While almost entirely ignored by the mainstream media, UN peacekeeping forces stationed in the Golan Heights have witnessed first-hand injured Jabhat al-Nusra fighters being treated by Israeli military doctors, then being sent back into the Golan to fight Hezbollah and the Syrian Arab Army. Documentary filmmakers have even captured video evidence of the practice.“It’s always useful to deal with your enemies in a humane way. When you have people who are wounded, considerations of whether to take them in are not simply whether it’s politically useful…I didn’t say there was no tactical [consideration]. I don’t think there’s going to be blowback…Al Qaeda to the best of my recollection hasn’t attacked Israel,” Efraim Halevy, former chief of Israeli intelligence agency Mossad, said in May 2016.

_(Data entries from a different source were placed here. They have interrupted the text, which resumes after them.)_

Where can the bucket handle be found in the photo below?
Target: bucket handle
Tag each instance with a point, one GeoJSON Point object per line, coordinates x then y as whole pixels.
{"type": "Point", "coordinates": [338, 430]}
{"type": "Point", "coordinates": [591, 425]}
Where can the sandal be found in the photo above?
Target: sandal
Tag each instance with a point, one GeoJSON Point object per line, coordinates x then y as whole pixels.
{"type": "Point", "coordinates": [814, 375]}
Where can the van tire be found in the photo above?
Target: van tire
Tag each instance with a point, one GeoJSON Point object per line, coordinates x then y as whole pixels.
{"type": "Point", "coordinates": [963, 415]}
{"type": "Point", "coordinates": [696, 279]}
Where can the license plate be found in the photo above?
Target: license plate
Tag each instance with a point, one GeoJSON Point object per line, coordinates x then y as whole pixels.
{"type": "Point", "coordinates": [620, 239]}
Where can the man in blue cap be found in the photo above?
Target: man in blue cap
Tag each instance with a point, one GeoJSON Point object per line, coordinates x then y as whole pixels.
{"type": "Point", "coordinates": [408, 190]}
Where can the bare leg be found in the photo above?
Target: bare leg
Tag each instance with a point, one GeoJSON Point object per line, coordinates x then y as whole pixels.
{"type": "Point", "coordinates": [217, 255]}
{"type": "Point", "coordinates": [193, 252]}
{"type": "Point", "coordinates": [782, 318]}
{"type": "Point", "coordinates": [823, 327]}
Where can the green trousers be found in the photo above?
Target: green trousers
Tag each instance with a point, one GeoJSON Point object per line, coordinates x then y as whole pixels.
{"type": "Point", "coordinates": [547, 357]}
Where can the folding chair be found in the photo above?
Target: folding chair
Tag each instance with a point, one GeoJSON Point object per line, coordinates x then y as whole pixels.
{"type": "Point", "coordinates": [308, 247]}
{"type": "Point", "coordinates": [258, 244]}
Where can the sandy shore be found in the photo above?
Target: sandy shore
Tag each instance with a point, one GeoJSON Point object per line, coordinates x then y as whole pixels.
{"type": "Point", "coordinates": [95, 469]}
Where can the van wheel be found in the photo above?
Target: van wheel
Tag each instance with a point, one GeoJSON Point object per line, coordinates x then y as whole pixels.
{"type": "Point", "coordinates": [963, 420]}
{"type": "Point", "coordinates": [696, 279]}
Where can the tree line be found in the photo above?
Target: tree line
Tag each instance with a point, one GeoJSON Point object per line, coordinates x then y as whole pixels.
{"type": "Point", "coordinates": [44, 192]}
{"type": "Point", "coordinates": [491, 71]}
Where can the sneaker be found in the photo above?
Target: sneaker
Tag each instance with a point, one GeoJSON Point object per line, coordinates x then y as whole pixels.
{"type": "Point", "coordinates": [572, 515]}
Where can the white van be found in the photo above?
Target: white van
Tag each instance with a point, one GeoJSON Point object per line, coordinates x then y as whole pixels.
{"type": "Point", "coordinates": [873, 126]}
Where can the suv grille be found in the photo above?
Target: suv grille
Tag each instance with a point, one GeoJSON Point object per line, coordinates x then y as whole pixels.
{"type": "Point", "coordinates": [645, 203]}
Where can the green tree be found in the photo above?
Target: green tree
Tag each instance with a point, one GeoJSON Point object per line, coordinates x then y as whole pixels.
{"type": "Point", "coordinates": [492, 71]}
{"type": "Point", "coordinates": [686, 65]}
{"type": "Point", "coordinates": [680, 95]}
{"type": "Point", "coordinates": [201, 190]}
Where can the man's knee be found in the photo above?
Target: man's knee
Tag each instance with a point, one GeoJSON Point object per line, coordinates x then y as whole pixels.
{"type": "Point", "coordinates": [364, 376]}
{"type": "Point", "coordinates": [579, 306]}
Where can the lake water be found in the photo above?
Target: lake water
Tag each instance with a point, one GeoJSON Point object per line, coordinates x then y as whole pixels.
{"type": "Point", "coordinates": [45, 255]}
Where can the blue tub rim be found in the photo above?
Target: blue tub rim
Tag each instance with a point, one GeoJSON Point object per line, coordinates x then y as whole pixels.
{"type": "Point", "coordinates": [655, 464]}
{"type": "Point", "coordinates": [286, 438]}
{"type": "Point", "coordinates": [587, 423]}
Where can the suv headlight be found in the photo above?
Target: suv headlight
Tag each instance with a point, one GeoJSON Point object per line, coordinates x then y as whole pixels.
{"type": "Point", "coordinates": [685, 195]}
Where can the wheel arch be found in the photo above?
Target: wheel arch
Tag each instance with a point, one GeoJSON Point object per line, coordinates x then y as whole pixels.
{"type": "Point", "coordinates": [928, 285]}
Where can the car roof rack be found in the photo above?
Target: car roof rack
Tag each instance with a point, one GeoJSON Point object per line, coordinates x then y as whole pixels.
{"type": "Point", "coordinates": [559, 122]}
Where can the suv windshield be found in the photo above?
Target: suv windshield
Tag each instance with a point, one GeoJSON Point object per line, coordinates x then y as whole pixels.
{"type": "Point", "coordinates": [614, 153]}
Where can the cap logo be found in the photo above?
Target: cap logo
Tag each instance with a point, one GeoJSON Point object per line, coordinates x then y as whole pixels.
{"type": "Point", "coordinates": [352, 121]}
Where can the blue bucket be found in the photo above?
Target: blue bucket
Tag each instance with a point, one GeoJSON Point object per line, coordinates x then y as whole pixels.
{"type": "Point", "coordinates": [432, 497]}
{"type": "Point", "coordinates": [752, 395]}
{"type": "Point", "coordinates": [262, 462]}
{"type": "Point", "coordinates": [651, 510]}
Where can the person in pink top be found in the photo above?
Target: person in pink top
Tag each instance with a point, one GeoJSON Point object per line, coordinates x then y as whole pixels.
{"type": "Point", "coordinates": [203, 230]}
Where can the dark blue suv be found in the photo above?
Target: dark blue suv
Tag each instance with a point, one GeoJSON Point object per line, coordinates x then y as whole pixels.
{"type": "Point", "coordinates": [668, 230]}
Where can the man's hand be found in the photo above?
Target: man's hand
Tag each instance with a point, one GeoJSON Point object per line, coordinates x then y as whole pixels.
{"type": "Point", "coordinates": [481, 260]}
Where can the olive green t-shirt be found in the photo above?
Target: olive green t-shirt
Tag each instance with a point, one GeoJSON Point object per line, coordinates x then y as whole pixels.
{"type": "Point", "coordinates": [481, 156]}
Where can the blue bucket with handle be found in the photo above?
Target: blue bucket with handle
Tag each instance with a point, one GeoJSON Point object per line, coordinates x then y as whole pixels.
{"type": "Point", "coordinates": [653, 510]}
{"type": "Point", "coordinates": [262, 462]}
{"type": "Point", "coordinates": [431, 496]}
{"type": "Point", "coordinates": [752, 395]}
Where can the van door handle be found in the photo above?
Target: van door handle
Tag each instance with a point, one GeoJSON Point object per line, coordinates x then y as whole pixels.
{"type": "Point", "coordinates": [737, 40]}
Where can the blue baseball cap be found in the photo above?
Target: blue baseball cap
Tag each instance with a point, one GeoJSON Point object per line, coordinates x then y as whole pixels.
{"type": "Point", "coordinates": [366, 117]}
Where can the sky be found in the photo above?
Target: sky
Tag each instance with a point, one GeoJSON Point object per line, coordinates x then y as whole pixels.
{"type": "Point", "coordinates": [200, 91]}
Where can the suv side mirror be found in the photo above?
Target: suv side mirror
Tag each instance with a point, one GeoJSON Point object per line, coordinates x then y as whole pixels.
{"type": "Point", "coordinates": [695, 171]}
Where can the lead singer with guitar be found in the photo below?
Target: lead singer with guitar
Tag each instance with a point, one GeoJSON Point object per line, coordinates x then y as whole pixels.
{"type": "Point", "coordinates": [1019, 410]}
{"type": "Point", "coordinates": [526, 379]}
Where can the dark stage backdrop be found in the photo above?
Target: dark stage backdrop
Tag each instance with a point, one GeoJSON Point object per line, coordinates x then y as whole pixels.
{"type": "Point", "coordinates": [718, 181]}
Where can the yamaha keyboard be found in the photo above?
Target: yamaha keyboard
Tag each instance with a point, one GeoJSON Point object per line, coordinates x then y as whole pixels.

On the day of her resignation, Israeli newspaper Haaretz reported Patel “visited an Israeli military field hospital” in Golan which “assisted both wounded civilians as well as wounded rebel Syrian fighters, some of whom have been accused of being members of jihadi groups” fighting the Assad forces. The visit - along with meetings with Yuval Rotem, Israeli foreign ministry director general, in New York, and Gilad Erdan, Minister of Public Security, Strategic Affairs and Information, in London - was nonetheless not disclosed in the list of meetings she released alongside an official apology prior to her unceremonious departure.
The role of Home Secretary is a vital one, inferring ultimate responsibility for protecting the UK’s national security, combating terrorism, with the office holder the effective head of the country’s domestic and international security services. One can only hope Patel has at the very least brushed up on the Ministerial Code during her period in the backbench wilderness.